Both commercial and societal publishers purport to have excellent editors and editorial boards, rigorous refereeing and high standards. While there is a sense that some journals are "better" than others, most of the quantitative measures employed so far are citation counts, which suffer from their own difficulties. One notable exception to this is the Mineralogical study described above, which utilizes three objective measures.

Although society and other not-for-profit publishers are comparatively cost effective for libraries, have not characteristically been the innovators of journals to meet emerging needs. (Some would argue that this is in their favor.) They often have not had the capital or the entrepreneurial spirit required for such a launch Thus, they have not spearheaded the evolution of new disciplines. For researchers in new or interdisciplinary areas, or those not able to pay page charges, society publications have not always offered an option. Nonetheless the most cost effective course for the entire research community is to publish by preference in lower price-per-unit journals, such as those produced by societies.

THE SYSTEMIC ARGUMENT

The systemic argument regards the problem of high subscription costs as not so much a consumer problem but as fault of the system. The components of the systemic problem are:

I. Sheer Size

There are more academics, scholars, and researchers than ever. There is an explosion of fields of endeavor. Modern technology makes it possible to conduct research more efficiently.. At least 40,000 scientific journals, containing more than a million articles, are estimated to appear each year.35 The National Science Foundation reports that in the decade from 1976 to 1986, the number of U.S. scientists more than doubled to over 4 million.36

King Research concluded in a widely quoted study "The amount of recorded literature doubles about every 15 to 17 years. This means that all the scientific knowledge recorded throughout the history of mankind up to 1970 has doubled since that time and will probably double again by the end of this century."37

New technologies facilitate publication, both in mainstream forums and through Electronic mail. and desktop publishing. Technology is revolutionizing the way in which some information is transmitted and held; it creates new "collections" which cannot be pinned down to any one location. Yet these new forms do not replace the demand for conventional materials; there is no reduction in paper publication and the new services complement rather than substitute. Last fall's Society for Scholarly Publishing seminar at Chapel Hill, North Carolina, confirmed again that scholarly publishing is likely to continue, for the most part and for the foreseeable future, in paper form. The majority of participants believed that there are major obstacles to immediate, radical change and that there are few, if any, strong incentives to abandon paper.

II. Competitiveness

In the academic world, competition leads to increased publication. (The same is sometimes true in the commercial world, although at other times it leads to the exact opposite: secrecy.) Competition often insists upon publication in order to secure grants and funding. Being "first" can be important in getting money and promotions.

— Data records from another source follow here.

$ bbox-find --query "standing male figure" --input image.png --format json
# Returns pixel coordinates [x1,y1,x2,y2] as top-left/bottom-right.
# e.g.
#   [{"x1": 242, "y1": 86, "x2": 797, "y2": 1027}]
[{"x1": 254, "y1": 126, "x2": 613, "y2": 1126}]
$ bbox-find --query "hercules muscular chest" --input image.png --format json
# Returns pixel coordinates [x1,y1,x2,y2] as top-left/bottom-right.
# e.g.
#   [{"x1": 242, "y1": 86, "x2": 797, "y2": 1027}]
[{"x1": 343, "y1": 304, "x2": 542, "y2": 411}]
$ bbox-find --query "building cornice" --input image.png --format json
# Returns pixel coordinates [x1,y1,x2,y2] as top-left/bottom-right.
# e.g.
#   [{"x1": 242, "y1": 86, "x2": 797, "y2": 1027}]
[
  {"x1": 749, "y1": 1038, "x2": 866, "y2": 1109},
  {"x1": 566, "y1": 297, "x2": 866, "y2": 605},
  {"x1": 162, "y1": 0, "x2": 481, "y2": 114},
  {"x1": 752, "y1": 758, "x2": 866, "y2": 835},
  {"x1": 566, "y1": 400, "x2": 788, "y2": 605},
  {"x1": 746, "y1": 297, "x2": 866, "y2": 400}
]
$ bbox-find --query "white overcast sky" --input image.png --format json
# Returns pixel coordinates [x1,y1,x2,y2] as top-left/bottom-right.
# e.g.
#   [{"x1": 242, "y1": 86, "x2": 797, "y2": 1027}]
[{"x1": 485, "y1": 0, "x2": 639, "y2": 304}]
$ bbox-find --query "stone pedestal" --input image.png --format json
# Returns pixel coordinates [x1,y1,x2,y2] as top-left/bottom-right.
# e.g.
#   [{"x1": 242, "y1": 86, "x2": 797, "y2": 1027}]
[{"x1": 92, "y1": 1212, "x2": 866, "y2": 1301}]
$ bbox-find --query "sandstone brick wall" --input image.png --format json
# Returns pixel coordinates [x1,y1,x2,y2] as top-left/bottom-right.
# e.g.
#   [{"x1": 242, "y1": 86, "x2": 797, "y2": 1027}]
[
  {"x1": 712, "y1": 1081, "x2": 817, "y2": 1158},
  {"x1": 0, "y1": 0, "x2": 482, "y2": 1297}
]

In addition, the distinction between commercial and non-profit behavior in the research world teas become blurred. Significant components of that world, even within universities, are driven in a competitive, highly pressured fashion, resembling "for profits". Universities are aggressively seeking revenues from patents on the research conducted by their members. In 1988, Stanford led this race, with $9.2 million in revenues from its patents.38 The University of Chicago has initiated a marketing corporation with Argonne Laboratory to exploit their research.39 (These "profit-oriented" pressures have increased and diversified demands users make on libraries. Although libraries have remained largely untouched by "profit-oriented" behavior, they have suffered many of its results.)

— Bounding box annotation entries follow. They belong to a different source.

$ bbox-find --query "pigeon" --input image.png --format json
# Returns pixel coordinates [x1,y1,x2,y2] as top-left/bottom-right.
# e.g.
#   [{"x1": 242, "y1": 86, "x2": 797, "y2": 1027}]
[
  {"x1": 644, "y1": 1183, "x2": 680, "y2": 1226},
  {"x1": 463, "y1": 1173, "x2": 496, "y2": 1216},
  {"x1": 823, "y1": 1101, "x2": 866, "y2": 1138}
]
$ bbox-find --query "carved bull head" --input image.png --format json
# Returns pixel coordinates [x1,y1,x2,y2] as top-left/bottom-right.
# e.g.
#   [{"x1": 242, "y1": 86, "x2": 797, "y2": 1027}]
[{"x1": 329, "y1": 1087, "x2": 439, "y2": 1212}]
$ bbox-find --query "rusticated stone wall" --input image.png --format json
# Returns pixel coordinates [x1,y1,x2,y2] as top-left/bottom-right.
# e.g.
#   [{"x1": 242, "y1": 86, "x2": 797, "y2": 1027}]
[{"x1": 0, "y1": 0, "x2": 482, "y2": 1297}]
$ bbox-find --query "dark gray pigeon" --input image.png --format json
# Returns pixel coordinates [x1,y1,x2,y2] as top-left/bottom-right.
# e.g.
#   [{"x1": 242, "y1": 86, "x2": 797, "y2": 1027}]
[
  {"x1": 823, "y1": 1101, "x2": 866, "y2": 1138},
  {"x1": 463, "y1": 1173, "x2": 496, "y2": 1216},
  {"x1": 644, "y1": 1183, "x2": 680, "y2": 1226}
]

III. The Academic Tenure System

The National Science Foundation reports that 28% of practicing scientists work in academe.40 Analysis of U.S. authored scientific papers for 1985 has shown that 69.2% of publications come from academe; 9.4% carry federal government addresses; 85% carry private industry addresses; 7.4% carry not-for-profit private sector addresses; 3.6% come from FFDRCs, and the rest are assorted.41 It is likely that some of the papers counted as non-academic originate with academic scientists working in other sectors on grants or on leave. Thus, just over 1/4 of scientists are responsible for about 3/4 of scientific papers. In academe, publication is one of the products of research, while in other sectors it is less critical, unnecessary, or not permitted.

The techniques of judging academic tenure are a significant contributor to the growth of publication. Prior to granting a faculty member full job security and "academic freedom," universities first require evidence of the individual's qualifications, ability, and performance. While evidence is gathered in several ways, the most important objective measure is perceived to be achievement demonstrated via publications in books and journals deemed of good quality. Thus, the academic tenure system may encourage publication in quantity over quality. It is not only in the individual's interest to publish, but also in the interests of the individual's department and institution, to which prestige (and money) accrues.

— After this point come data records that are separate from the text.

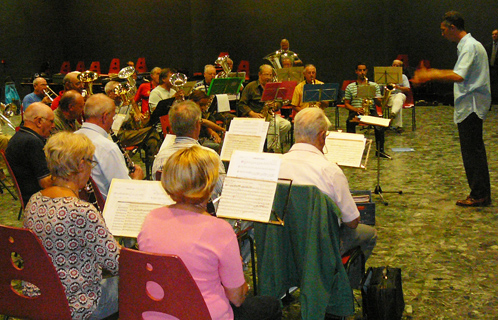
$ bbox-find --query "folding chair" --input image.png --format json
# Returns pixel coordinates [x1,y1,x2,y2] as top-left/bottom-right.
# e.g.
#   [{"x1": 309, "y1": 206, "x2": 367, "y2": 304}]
[
  {"x1": 0, "y1": 225, "x2": 72, "y2": 320},
  {"x1": 119, "y1": 248, "x2": 211, "y2": 320}
]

Recently, the Chronicle of Higher Education published an article saying:

"Today, in the sciences alone, pieces come in to over 40,000 journals at the rate of one every 30 seconds . . . Of course, this may not be such a problem, since evidence indicates that no one reads what other people write. That people are writing for nobody except themselves may account for the curious fact that self-citation of previous work enhances the changes that a new piece will be accepted. We seem to be headed towards a situation where 'knowledge production' (as they like to call it in universities) is an exercise in solipsism. The chief beneficiary is the author, who gets promotions, tenure, prestige, and more grants to write stuff that won't be read. The secondary beneficiaries are institutions and departments whose reputations grow with the knowledge produced."42 Some cynics suggest that the pressures to publish as many papers as passable has created a new scientific measure: the Least Publishable Unit or "LPU."43 Research results are broken down into the smallest possible sets of information that can be delivered as separate articles. The same experiments or studies once reported in a single paper may generate several articles. Everyone connected with a study may be given credit for authorship. (An extreme version of this tendency was a recent article of 4 pages with 190 authors.44)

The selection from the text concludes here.